Последнее выражение: «и изрину», - подает мысль, что удаление прародите­лей из рая соединено было с некоторым принуждением, а посему заставляет предполагать с их стороны усилие - остаться там, где были. И можно ли было скоро и с охотой оставить рай, чтобы пойти вон, на землю, уже проклятую, в ожидании от пота и трудов над ней - терния и волчцев? Но, без сомнения, это усилие - не расставаться с местом своего первобытного жительства - состояло не в чем другом, как в молении и слезах, как это бывает с детьми, когда их хотят удалить навсегда от какого-либо любимого места. В таком случае потребно быва­ет некоторое усилие руки отца или матери. То же последовало и теперь: невиди­мая сила заставила прародителей идти, куда повелено: «и изрину Адама».

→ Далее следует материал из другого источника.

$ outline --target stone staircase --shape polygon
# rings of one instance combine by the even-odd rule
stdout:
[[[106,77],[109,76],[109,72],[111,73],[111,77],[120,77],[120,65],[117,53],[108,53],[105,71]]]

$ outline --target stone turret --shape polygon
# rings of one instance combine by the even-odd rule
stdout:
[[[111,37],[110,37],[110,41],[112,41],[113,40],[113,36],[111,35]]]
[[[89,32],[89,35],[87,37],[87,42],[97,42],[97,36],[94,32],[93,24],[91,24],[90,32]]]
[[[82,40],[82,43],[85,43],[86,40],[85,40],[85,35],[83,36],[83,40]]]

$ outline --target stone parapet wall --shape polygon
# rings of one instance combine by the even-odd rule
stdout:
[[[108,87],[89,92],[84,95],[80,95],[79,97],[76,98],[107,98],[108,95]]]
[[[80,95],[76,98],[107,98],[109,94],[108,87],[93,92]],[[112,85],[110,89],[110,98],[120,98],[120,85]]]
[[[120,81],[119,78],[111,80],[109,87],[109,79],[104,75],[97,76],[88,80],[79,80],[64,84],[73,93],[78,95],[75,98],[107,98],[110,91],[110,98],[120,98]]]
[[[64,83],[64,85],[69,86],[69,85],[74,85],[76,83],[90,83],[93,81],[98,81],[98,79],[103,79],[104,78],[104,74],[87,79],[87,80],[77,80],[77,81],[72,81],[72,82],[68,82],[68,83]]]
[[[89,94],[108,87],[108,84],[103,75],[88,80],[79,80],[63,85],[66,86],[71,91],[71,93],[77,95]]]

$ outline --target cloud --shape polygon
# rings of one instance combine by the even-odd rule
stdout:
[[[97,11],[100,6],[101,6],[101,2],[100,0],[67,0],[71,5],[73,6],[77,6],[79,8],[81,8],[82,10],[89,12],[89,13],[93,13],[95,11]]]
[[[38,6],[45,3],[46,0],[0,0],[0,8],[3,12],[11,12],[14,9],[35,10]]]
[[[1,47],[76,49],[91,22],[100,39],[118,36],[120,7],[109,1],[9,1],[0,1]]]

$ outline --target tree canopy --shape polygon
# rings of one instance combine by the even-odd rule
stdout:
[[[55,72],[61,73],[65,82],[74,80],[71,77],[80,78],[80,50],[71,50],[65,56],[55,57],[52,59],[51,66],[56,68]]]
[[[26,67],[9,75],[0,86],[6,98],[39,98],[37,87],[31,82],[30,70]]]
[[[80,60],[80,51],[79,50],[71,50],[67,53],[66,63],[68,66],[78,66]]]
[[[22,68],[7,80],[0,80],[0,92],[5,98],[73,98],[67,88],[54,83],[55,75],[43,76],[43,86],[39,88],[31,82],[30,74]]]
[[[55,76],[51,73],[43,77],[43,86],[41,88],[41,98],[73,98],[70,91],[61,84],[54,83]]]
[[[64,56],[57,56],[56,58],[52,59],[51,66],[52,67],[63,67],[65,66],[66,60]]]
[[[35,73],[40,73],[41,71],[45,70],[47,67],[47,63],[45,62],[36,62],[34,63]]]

«И всели его прямо рая сладости». Судя по той цели, для коей прародители удалены из рая, можно было ожидать, что для нового жительства их избрано будет место, совершенно удаленное от Едема, дабы не было перед глазами искушения - пожелать паки возвратиться в него. Но премудрость Божия по­ступает противным образом - вселяет Адама не вдали, а «прямо рая», дабы он всегда имел его перед глазами своими. Для чего это? Для того, конечно, чтобы вид потерянного Едема непрестанно напоминал человеку о том, чего он ли­шился, и располагал его к покаянию. Это полезно было даже не для одного Адама и Евы, а и для потомков их, кои, без сомнения, не вдруг разлучились со своими прародителями, а долго жили с ними вместе - «прямо рая». Таким обра­зом, в их памяти и уме от самого взгляда на Едем утверждалось сказание Ада­ма и Евы о первобытном блаженном состоянии человечества, о преступлении заповеди, о змие-искусителе, о суде Божием и наказании за грех. Все это дол­жно было располагать потомков Адамовых к чувствам покаяния и веры в обе­тование Божие о победе над змием. И сему-то, конечно, должно приписать, что предания о первобытном невинном состоянии человека и его падении до того распространились и утвердились во всем роде человеческом, что, несмот­ря на столько веков, на истребление первого мира потопом, на рассеяние по столпотворении Вавилонском людей по всему лицу земли, доселе, хотя неяс­но, слышатся в священных верованиях всех народов.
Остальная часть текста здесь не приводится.